How to vacation when you’re a gardener…
Summer days are hot and sunny…the kind of days where you wish you could hit the beach with your friends and family, or maybe escape the heat and enjoy some cool mountain air. Hot and sunny summer days are also the best days for your garden veggies. How can you leave them when they are out there doing their best work for you? How can you go away when you know there will eight hundred million cherry tomatoes that need to be eaten, and at least two dozen GIANT zucchinis waiting for you when you get back that you can’t possibly eat? Vacationing when you’re a gardener is serious business. Here are some tips to help you–and your plants–have a fun, relaxing, and productive summer.
How do you water your garden while you’re away? Do you have a drip irrigation system hooked up to a timer at the spigot? That would certainly be ideal, but if you’re trying to plan a last-minute weekend getaway and you don’t have something like this already, it may be too difficult to set up before you go. You could water heavily before you leave and immediately when you get back, you could ask a neighbor to come water once or twice while you’re away, or maybe you could try an ancient method for efficient slow-release watering that uses unglazed clay pots, called Ollas, buried in the ground. You can try a DIY creation with terra cotta flower pots like this.

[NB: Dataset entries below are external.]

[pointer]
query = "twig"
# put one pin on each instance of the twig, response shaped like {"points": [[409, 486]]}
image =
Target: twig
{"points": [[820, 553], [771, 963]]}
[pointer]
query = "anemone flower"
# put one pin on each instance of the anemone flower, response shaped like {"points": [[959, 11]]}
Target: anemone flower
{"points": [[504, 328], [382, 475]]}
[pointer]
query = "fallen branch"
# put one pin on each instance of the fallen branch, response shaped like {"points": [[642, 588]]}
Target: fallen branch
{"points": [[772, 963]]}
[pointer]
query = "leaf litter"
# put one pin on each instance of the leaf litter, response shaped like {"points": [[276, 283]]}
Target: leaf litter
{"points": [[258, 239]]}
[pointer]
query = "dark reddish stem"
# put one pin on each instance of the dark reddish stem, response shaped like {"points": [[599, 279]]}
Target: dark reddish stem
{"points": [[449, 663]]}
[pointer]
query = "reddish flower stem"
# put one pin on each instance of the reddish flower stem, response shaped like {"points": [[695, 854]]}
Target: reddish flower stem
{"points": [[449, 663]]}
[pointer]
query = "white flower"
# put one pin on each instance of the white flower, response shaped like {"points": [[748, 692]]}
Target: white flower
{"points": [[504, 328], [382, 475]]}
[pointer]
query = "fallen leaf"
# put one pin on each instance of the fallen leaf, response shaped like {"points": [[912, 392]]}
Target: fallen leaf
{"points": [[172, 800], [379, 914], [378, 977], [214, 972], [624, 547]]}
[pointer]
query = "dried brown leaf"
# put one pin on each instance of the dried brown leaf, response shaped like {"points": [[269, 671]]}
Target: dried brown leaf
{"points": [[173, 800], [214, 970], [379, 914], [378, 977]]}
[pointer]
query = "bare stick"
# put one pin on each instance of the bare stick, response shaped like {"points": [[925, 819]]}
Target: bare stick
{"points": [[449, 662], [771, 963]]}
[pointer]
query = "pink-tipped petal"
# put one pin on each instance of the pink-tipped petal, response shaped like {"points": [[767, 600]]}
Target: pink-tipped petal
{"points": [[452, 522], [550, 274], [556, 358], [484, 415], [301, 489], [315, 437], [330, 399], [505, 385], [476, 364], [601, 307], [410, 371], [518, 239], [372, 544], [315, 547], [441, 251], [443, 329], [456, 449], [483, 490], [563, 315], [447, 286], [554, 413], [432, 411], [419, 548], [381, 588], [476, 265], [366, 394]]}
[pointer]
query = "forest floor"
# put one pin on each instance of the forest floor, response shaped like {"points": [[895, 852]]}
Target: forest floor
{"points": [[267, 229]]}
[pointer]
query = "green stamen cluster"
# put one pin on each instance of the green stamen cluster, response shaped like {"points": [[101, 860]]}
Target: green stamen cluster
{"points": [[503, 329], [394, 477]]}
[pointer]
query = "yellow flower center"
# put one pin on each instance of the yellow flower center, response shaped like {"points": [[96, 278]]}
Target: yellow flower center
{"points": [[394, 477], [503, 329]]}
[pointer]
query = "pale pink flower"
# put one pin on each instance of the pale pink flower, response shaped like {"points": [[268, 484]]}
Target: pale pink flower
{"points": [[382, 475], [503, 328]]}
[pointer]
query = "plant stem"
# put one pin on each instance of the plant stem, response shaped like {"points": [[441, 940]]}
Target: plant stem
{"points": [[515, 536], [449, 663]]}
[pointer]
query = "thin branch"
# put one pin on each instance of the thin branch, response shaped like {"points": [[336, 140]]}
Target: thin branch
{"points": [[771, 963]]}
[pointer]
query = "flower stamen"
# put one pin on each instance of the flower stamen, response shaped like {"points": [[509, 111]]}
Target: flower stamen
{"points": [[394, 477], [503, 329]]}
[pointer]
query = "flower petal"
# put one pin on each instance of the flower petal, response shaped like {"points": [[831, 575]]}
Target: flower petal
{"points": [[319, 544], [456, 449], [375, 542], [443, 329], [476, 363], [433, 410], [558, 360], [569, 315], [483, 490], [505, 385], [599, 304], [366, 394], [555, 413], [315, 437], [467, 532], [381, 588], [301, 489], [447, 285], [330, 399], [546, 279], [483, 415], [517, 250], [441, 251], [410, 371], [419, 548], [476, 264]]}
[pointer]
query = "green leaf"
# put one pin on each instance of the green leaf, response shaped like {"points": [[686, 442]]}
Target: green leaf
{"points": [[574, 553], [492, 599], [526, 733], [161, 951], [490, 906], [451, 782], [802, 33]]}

This is tricky because you might already have a ton of cucumbers in your fridge that you can’t eat before you head out of town. And then you know there are at least 8 more on each plant that will be giant when you get back. Don’t worry about it. If you don’t have time to make pickles before you flee to the beach, donate your extra cucumbers (and anything else that won’t keep while you’re gone) to a local food pantry. You can find one near you with a quick search at www.AmpleHarvest.org/findpantry. The same goes for when you come back from vacation! Sometimes it’s just hard to catch up with all the food that’s coming in. If you keep backyard chickens you might have the same issue with all the eggs they laid while you’re gone. Fresh vegetables, herbs, nuts, fruits and even eggs can be donated to food pantries listed on AmpleHarvest.org.